Никто не видит сейчас Гусева, а он стоит картинно, величественно, будто его для газеты фотографируют. Напряженная дума на челе.

И вдруг – что-то мелькнуло в глазах, дрогнуло, приплюснутый нос по-собачьи сморщился в улыбке. Повернулся Гусев, заковылял обратно во двор; шаги все быстрей, тверже, отшвырнул, наконец, свою палку…

Вернулся с косой-литовкой через плечо. Провел по чуть волнистому, в розовом налете ржавчины лезвию, испробовал пальцем. Остро! Поплевал на ладони. Примерился – и пошел косить низкую, припечатанную к земле траву. Трудно переступать ногами, да и руки болят, плечи. Но втягивается Гусев в аппетитную работу, в ее ритм; вот уже и распрямился, перестал кряхтеть от боли; широко и мерно движется потускневшее мокрое лезвие косы, выбривает исполинские полукружья.

Между Гусевской усадьбой и соседней (владением Забелкина) – небольшая лужайка, ничейная земля. Худой тут покос, трава умята, утоптана прохожими людьми, автомобильные колеи вьются среди гнилых, источенных муравьями пней. Однако Забелкин и Гусев каждый год аккуратно делят лужайку и выкашивают свои наделы. Сенцо нынче дорого!

Гусев дошагал до половины лужайки, до незримой границы с соседом. И, не задержавшись, не сбивая ритма, повел свой прокос дальше, вплоть до забелкинского забора. Посмеивался, морща вспотевший приплюснутый нос, обнажая широкие, желтые, с черными щелями зубы. Разошелся, разгорячился; кожаные шлепанцы, намокнув, соскальзывали с ног – лягаясь, сбросил эти шлепанцы, пошел босиком. Только раздавленные сосновые шишки хрустели под пятками.

Забелкин выскочил из ворот, когда лужайка была почти выкошена. Ахнув, метнулся к соседу:

– Ты зачем?!.. Ты что же. Как ты смеешь?

– Привет, – сказал Гусев, продолжая работу.

– Прекрати! Немедленно прекрати!!

– Ась?

– Прекрати, говорю! Хулиган старый!..

Забелкин стал на уцелевшем клочке травы, раскинул руки – будто останавливал идущий на него трактор. Гусев, мерно размахивая косой, наступал безудержно. Взмах, шаг – ложится сбоку ровненький валок травы. Взмах, шаг. Взмах, шаг…

– Зацеплю.

– Ты ответишь!! – закричал Забелкин, отпрыгивая от шипящей косы. – Ответишь! Хулиган!!..

– Брысь.

Коса слизнула остатки травы под забором и замерла. Гусев шумно выдохнул, глядя на Забелкина сверху вниз. Сморщил мокро блестевший нос, наслаждаясь волнением соседа.

– Не трепись, что раньше всех встаешь. Проспал сегодня…

– Я те покажу «проспал»!! Безобразишь! По закону будешь отвечать! За самовольство!!

– Какому еще закону?

– Здесь моя половина! Ты не знаешь?!

– Общий лужок.

– Я те покажу «общий»! Чей это – «общий»?!

– Ничей. Кто смел, тот и съел.

– Да ты. Да я тебе…

– Брысь. Не жужжи.

– Я те дам «не жужжи»!.. – от гнева и горя у Забелкина трясется бровь. – Разбойник ты! С большой дороги! Только и знаешь – себе хапать! Как теперь траву будем делить? Как, я спрашиваю? На весах развешивать?!

– Я скосил, я и заберу.

– Не дам! Не позволю!!

Гусев смотрит на соседа, откровенно смеясь, а выпуклые, желудевого цвета глаза его мудры, снисходительны и спокойны. Нету в этих глазах суеты. Есть величие.

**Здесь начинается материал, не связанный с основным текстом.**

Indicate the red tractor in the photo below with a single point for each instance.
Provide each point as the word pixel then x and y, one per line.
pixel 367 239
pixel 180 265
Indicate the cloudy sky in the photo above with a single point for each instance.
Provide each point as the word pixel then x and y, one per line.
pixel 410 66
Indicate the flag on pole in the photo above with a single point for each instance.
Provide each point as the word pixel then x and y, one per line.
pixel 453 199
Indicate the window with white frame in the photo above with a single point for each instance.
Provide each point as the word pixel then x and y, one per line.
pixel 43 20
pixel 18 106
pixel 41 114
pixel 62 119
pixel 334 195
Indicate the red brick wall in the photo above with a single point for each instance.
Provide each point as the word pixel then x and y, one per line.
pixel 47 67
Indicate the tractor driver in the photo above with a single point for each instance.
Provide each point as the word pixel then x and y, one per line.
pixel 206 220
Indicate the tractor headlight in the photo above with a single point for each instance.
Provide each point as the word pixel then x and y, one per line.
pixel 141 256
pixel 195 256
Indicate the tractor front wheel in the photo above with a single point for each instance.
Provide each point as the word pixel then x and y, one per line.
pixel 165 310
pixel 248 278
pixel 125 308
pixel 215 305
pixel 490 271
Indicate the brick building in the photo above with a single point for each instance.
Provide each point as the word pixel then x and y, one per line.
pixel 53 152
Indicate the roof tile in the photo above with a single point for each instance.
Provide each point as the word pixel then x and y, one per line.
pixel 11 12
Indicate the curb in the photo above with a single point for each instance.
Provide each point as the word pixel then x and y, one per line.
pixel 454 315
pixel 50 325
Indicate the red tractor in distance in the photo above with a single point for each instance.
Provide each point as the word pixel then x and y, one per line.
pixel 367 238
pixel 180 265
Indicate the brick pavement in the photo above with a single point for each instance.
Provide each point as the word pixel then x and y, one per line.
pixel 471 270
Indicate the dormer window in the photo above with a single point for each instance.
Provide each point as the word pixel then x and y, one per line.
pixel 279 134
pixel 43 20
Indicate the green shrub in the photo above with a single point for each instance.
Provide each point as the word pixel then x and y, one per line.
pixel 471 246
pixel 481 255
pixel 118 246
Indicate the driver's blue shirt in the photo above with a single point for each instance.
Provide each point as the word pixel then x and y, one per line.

– Да бери ты ее всю, – говорит он, вздохнув.

– Чего? Куда?

– Забирай всю траву. Я ведь… Мне покосить захотелось.

– Нет, правда?!

Гусев, с трудом нагнувшись, надевает шлепанцы. Азарт работы прошел, ему опять больно. И руки дрожат. Подпираясь косьем, медленно побрел к своей калитке, не оглянулся даже на оторопелого соседа Забелкина.

– Иди завтракать! – позвала жена Евдокия Ивановна. Гусев тяжко поднялся на крыльцо, постоял, отдуваясь. Но в комнаты вошел твердо. Севши за стол, подвинул тарелку с холодным мясом, литровую фаянсовую кружку.

– Сахар где?

– Тебе ж нельзя, Миша.

– Давай.

В темный крепчайший чай бросил горсть рафинада, размешал. Попробовал на вкус и еще добавил. Жена, печалясь, наблюдала за этим безобразием.

– Полежи после завтрака, Миша!

– Дело есть.

– Опять дело? Какие у тебя дела?

– Гравию на дорогу привезти.

– Господи, без тебя не привезут! Гравий! Это Забелкин обязан доставать, он в дорожной комиссии!

– Где ему.

– А тебе?!

– А я могу.

После завтрака, посапывая, сердясь на непослушные свои руки, вытащил из шкапа и надел синий габардиновый френч, брюки галифе – старую, знаменитую форму хозяйственных работников. Габардин залоснился от времени, блестит, и карманы оттопыриваются, но внушительности эта мелочь не убавляет. Можно парад принимать в таком костюме.

И шел по деревне, будто принимая парад. Голова задрана так, что сморщилась шея на затылке, складки легли на воротник. Грудь и живот выставлены, облиты лоснящимся френчем. Карманы торчком.

Деревенский люд уже на работе. Прежде всех утром уходят колхозники – на ферму к пяти часам, на полевые работы – к шести; попозже встают те, кто служит в городе и ездит семичасовой электричкой; местные служащие идут последними.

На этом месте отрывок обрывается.